Written by Brett Marshall, Corporate Head of Quality Assurance Zuellig Pharma

The COVID-19 has had far-reaching effects on global supply chains. Supply chains all over the world have been put to the test as countries and businesses battle to effectively manage disruptions caused by the pandemic.

Zuellig Pharma is one of the largest healthcare services groups in Asia that serves over 350,000 medical facilities. Knowing that our work has a tremendous impact on the health of many communities we operate in, our teams across the region have been innovating and working non-stop to ensure that essential medicines and healthcare continue to be accessible.

While we have some way to go in our fight against the virus, we recognise that the management of supply chains will evolve when the dust starts to settle. Here are some ways we have identified.

Strengthening engagement with key stakeholders

Pandemic response plans and actions being implemented across the region involve the collaboration of many government departments within each country, all with a common goal to ensure freedom of movement for essential products and services.

As lockdowns significantly impact the delivery of medical essentials, Zuellig Pharma quickly recognised the need to maintain ongoing dialogues with the different stakeholders to align on supply chain structural needs to support an effective response.

In the Philippines, we expanded our range of stakeholders beyond our usual partner – the Department of Health. We worked on building communications with other agencies involved in the pandemic response management, such as the ministries for trade, transportation and defence. Counting on our capabilities and strong partnership with the Department of Health, Zuellig Pharma’s delivery of life-saving medication was recognised as an essential service. Teams were able to continue with deliveries despite the widespread restrictions on movement. In times of need, we leveraged our expertise and capabilities to support our clients and customers’ supply chain requirements to the best of our abilities.

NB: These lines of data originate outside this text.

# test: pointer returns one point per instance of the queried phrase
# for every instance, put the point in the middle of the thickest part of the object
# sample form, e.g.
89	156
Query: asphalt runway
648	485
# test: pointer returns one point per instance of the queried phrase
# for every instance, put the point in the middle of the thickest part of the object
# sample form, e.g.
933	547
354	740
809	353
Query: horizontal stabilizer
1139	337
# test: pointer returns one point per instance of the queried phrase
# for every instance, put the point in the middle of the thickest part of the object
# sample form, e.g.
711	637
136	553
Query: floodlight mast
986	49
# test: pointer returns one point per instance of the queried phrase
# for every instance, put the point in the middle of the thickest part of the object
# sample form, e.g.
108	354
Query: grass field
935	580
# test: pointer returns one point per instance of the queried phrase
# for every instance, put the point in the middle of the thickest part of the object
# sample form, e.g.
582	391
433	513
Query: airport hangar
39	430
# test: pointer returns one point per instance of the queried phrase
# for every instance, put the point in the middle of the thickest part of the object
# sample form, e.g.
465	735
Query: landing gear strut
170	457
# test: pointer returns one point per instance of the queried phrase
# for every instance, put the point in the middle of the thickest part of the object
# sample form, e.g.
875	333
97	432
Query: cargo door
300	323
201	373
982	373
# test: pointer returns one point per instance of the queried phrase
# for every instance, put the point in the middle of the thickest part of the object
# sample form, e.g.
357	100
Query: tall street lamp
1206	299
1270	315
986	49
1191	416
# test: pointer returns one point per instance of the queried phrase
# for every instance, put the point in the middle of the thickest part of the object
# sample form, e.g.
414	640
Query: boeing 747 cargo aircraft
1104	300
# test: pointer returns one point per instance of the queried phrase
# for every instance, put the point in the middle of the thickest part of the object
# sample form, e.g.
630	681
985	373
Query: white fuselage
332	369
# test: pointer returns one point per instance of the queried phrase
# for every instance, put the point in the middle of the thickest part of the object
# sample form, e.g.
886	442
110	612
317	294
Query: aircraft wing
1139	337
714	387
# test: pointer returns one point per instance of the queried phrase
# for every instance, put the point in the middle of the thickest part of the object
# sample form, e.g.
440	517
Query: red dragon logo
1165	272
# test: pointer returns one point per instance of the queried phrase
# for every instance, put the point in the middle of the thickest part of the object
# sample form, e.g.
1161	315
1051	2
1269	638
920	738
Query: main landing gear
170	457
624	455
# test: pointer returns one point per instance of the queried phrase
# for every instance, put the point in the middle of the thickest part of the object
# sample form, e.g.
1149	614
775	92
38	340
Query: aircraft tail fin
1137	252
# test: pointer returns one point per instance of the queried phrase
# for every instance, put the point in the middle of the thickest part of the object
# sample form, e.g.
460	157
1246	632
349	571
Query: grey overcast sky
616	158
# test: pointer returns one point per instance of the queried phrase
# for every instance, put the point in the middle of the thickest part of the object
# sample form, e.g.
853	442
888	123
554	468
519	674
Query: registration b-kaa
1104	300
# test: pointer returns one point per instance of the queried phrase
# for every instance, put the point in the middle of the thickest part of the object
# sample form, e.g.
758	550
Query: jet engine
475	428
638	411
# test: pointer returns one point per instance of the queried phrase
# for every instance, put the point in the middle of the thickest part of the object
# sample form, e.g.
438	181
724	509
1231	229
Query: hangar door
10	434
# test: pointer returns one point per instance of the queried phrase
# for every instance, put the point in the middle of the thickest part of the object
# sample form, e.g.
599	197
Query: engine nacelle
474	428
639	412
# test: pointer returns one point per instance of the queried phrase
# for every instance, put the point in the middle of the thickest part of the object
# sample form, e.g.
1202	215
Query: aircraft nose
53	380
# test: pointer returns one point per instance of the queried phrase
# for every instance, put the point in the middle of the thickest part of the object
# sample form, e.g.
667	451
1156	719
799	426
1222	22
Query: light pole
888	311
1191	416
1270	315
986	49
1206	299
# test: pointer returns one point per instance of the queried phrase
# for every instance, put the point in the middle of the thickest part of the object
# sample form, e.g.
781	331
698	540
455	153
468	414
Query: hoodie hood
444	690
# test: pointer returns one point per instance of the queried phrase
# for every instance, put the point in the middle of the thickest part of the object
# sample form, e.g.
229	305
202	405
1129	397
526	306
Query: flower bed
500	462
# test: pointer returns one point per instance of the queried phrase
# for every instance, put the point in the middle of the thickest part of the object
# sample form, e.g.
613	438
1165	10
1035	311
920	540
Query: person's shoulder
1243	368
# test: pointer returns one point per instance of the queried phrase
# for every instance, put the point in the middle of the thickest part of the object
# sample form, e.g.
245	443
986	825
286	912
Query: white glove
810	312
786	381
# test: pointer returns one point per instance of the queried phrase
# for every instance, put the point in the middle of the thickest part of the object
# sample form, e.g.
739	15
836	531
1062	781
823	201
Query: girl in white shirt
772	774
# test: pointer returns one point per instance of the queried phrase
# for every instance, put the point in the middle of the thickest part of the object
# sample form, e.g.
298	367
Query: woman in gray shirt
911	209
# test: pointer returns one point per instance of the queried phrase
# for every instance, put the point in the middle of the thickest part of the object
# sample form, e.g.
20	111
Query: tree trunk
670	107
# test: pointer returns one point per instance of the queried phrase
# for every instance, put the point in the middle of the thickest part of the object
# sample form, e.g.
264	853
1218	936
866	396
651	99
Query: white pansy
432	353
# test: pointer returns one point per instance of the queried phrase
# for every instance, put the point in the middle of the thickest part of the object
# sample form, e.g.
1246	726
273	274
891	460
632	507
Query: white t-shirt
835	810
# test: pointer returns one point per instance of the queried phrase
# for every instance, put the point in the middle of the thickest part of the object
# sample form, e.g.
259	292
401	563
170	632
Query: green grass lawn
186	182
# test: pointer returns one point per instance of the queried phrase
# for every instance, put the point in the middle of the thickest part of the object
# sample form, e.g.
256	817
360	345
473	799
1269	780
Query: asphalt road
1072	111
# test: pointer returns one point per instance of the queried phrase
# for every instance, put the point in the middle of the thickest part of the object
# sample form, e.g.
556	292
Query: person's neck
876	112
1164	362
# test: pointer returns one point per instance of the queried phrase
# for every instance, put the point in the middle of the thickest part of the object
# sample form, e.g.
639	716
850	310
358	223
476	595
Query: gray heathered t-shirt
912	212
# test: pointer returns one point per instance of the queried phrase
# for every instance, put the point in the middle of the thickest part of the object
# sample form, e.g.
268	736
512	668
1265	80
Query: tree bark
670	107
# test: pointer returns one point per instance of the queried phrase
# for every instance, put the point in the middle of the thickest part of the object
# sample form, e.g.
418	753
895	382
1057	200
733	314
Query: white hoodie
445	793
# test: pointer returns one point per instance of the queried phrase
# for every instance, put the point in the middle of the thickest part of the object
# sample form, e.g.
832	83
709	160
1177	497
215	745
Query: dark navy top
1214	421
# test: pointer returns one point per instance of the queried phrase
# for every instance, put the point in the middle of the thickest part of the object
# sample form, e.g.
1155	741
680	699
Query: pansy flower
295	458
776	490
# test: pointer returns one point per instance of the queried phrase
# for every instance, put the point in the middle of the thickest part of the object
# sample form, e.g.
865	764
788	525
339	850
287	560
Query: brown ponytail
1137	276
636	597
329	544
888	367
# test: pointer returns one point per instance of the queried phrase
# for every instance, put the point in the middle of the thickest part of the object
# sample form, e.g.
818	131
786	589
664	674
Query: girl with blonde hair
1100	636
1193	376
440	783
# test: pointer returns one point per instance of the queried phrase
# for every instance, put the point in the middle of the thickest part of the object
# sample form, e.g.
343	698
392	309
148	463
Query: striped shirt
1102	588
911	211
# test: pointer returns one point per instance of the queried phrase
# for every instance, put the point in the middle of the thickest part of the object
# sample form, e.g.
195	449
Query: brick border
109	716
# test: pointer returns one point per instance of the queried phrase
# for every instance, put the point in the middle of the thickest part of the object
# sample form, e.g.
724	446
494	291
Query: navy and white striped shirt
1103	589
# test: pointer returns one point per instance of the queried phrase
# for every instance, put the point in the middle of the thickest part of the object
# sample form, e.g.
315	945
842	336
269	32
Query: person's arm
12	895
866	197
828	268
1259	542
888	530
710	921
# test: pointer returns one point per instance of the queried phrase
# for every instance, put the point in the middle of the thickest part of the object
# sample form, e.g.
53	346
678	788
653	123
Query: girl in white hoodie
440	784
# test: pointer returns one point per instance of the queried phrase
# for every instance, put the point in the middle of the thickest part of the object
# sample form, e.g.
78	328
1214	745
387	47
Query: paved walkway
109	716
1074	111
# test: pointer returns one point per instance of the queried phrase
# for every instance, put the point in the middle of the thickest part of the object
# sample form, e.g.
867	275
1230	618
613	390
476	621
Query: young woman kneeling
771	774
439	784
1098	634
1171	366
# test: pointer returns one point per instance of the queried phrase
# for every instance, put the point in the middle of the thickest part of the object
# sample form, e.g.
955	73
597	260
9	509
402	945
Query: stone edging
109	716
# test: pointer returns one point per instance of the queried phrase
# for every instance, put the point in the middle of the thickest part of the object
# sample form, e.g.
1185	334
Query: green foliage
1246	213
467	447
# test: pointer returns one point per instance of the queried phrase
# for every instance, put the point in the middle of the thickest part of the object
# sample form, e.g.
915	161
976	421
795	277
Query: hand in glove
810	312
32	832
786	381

Moving forward, we will see a more pressing need for businesses to establish discussion platforms together with industry associations and government, for alignment and engagement to take place and to set up capabilities to effectively manage future situations.

Utilising innovation to build remote working capabilities

Technology is a critical enabler. With strict safe distancing measures in place and guidelines to allow employees to work from home whenever possible, teams are no longer able to be fully present onsite. This has sparked a stronger need for digitalisation and the development of remote working capabilities to ensure businesses still operate as per normal.

But the digital divide remains, technologically advanced countries like Singapore have existing infrastructure to take the lead, while less advanced markets need to build their capabilities to leverage these opportunities. One way we have helped in bridging the gap is to have our Digital Solutions team ramping up the development of technologies for use across all our 13 markets. For example, our online ordering platform, eZRx, which was recently launched in the Philippines, Singapore and Malaysia and acceleration of roll-out across the rest of our markets this year, enables customers to place and pay for orders of medical stocks anytime, anywhere. This can be done without reliance on sales reps to be present for order and payments collection.

Also, non-frontline staff in Zuellig Pharma have a host of digital tools at their fingertips that facilitate important business meetings and help employees in daily discussions, collaboration and tasks, and operations, quality and financial governance.

Adopting a risk-based approach

The global pandemic has surfaced gaps in our healthcare supply chain. It has shown us the importance of ensuring the resilience of supply chains and agility, which are key in establishing capabilities to manage these disruptions, as businesses across the globe fold and many are faced with the reality of empty supermarket shelves and a shortage of hospital supplies.

We will see a larger focus from companies in balancing cost against a deeper understanding of supply chains and risk when it comes to developing their medium and long term supply chain strategy. Material sourcing will be reviewed, geographic production capabilities re-assessed, strategic inventories identified, late-stage customisation options considered. Our teams are trained in risk-based thinking and have identified a few key opportunity areas to work on to build resilience in our business when the next event occurs.

For instance, many of our teams at Zuellig Pharma are front liners. They are working on the ground to ensure pharmaceuticals, medical devices and diagnostics are efficiently delivered to healthcare providers who urgently require them. It is thus critical to ensure the health and welfare of these workers, as they are such a tremendous resource. To do so, we need to plan for scenarios with simulations, test them and make adjustments so we can effectively deal with inevitable future disruptions.

As we come together to overcome COVID-19, it is not a question of if, but when the next one will come along. We will need to be as prepared as possible in terms of bolstering our strategies, prioritising our communications as well as trainings and arrangements with various stakeholders so that we are well-equipped for the future.